In my case I am having a list of User-Ids (300 000 (all strings)) and need to check if the User-Id is also present in another list containing only 10 000 entries.
As I cannot reproduce the original code, so I am giving an example with integers that results in the same performance problem:
import pandas as pd
import numpy as np
from joblib import Parallel, delayed
import time
df = pd.DataFrame({'All': np.random.randint(50000, size=300000)})
selection = pd.Series({'selection': np.random.randint(10000, size=10000)}).to_list()
t1=time.perf_counter()
df['Is_in_selection_single']=np.where(np.isin(df['All'], selection),1,0).astype('int8')
t2=time.perf_counter()
print(t2-t1)
def add_column(x):
return(np.where(np.isin(x, selection),1,0))
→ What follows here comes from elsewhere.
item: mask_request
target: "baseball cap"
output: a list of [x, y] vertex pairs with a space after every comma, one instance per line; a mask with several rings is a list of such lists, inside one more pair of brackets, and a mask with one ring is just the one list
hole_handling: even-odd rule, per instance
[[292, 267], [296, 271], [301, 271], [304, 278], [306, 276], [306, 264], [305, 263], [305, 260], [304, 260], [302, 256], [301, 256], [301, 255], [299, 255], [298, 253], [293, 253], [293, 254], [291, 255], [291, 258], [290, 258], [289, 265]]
df['Is_in_selection_parallel'] = Parallel(n_jobs=4)(delayed(add_column)(x) for x in df['All'].to_list())
t3=time.perf_counter()
print(t3-t2)
The time-print results in the following:
0.0307
53.07
which means the parallelization is 1766 times slower than the single core.
In my real word example, with the User-Id, the single core takes 1 minute, but the parallelization has not finished after 15min...
I would need the parallization because I need to make this operation a couple of times, so the final script takes several minutes to run. Thank you for any suggestions!
CodePudding user response:
You are splitting the job into too many sub-jobs (1 for each row). This would create a very large overhead cost. You should cut it into smaller number of chunks:
parallel_result = Parallel(n_jobs=4)(delayed(add_column)(x) for x in np.split(df['All'].values, 4))
df['Is_in_selection_parallel'] = np.concatenate(parallel_result)
4 chunks would be 50% faster than the non-parallel version on my platform.
CodePudding user response:
Using a set for membership testing provided a 2.5x improvement on my system. This could be used in addition to parallel computations.
df = pd.DataFrame({'All': np.random.randint(50000, size=300000)})
selection = np.random.randint(10000, size=10000)
s1 = pd.Series(selection)
s2 = set(selection)
def orig(df, s):
df['Is_in_selection_single'] = np.where(
np.isin(df['All'], s), 1, 0).astype('int8')
return sum(df['Is_in_selection_single'])
def modified(df, s):
df['Is_in_selection_single'] = df['All'].isin(selection)
return sum(df['Is_in_selection_single'])
Timing results:
%timeit orig(df, s1)
47.1 ms ± 212 µs per loop (mean ± std. dev. of 7 runs, 10 loops each)
%timeit modified(df, s2)
19 ms ± 194 µs per loop (mean ± std. dev. of 7 runs, 100 loops each)